DES SECRETS BIEN GARDÉS
Droits d’usage
En 877 l’ordonnance de Charles IX prise à Quiercy sur/Oise eut pour effet de rendre héréditaire la charge provinciale de " fonctionnaire royal " - Le fief, symbole de la féodalité au Moyen-âge, se transmet ainsi de père en fils.
Après Charlemagne, le Pouvoir Royal s'amenuise et celui des
Comtes (Cômes) s’accroît.
En 925 le Château du Loir est déjà construit, la terre de Château du loir, située dans la Province du Maine est au XI e Siècle partie intégrante de la Comté (1) d’Anjou.
Bercé, en est le joyau.
La forêt à cette époque est un véritable poumon économique. Le seigneur se doit de règlementer cette activité, au risque de voir sa forêt entièrement pillée et braconnée. Pour conserver son influence et satisfaire la noblesse vassale qui en échange lui rend quelques services ou monte des gardes au château;
Le Seigneur distribue aux fiefs environnants, le droit d’user des “choses” forestières. Les Abbayes profitent aussi des largesses seigneuriales en contre partie du salut des âmes, de leurs ascendants et descendants.
Les bons et loyaux sujets, obtiennent certains droits de seigneurie, de haute et basse justice, de voirie, (droits héréditaires), d’autres dans le même temps les achètent ou les échangent.
Pour contrôler ces droits, le seigneur engage un forestier : Le sergent de la forêt, chargé d’exécuter les directives et de les faire appliquer, de surveiller les cantons défendus, de faire justice, perquisition et de réprimer le braconnage. C’est à peu près à la même époque qu’est crée puis organisée la charge de louvetier pour réguler l’abondance des loups seuls prédateurs avec l’homme.

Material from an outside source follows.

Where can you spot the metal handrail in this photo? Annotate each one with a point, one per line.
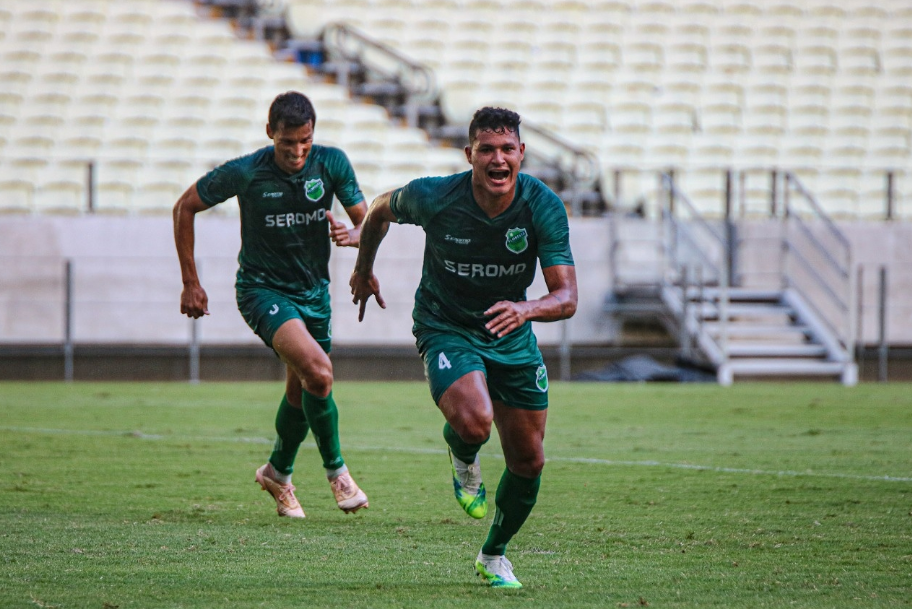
(352, 45)
(584, 168)
(840, 294)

Les manants ou vilains, sous, et en échange de la protection directe des fiefs riverains de Bercé, sont corvéable à merci.

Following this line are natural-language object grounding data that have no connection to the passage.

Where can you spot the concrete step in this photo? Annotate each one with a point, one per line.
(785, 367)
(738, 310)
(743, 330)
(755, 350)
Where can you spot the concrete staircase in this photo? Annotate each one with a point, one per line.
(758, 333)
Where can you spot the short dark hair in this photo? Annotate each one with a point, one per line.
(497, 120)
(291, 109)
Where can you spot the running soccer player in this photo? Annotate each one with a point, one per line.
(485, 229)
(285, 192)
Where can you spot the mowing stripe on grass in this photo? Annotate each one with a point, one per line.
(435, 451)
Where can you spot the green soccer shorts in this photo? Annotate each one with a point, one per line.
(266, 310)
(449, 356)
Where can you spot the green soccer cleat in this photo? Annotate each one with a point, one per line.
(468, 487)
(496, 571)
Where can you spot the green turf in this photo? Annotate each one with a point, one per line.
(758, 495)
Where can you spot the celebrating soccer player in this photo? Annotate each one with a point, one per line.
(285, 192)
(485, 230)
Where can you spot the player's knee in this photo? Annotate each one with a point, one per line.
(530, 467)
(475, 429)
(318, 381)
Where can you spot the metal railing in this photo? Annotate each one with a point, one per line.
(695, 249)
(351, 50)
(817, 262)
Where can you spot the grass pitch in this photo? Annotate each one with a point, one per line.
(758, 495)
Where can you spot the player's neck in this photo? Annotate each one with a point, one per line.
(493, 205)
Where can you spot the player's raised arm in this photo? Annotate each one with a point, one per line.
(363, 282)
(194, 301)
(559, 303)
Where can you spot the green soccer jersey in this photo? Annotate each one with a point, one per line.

Ils exécutent pour le compte du château, du manoir ou de l’abbaye, les droits d’usage concédés.
Ils sont bergers, porchers, pâtres et cultivent aussi la terre du Seigneur. Les plus aisés acquièrent leur essart et lorsqu’ils mettent leurs cochons en forêt, s’acquittent de 10 deniers par porc.

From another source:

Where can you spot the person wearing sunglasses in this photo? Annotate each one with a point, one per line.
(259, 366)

Une fois la terre défrichée, ils l’entourent de fossés et peuvent la transmettre eux aussi à leur descendance.
La toponymie nous renseigne sur les cultures pratiquées (ex: Le Pezeray : pois - La Forêt de Bercé ou Cte Forêt Joël Picard 1994).
La réformation des forêts de 1526 à 1531 donne lieu à de nombreux arrêts qui visent en particulier les droits d’usage. Les concessions aux abbayes, prieurés, paroisses, fiefs vassaux sont en effet de plus en plus nombreuses. Cette situation perdurera jusqu’en 1668 date à laquelle Colbert reformera de nouveau l’ensemble des forêts royales.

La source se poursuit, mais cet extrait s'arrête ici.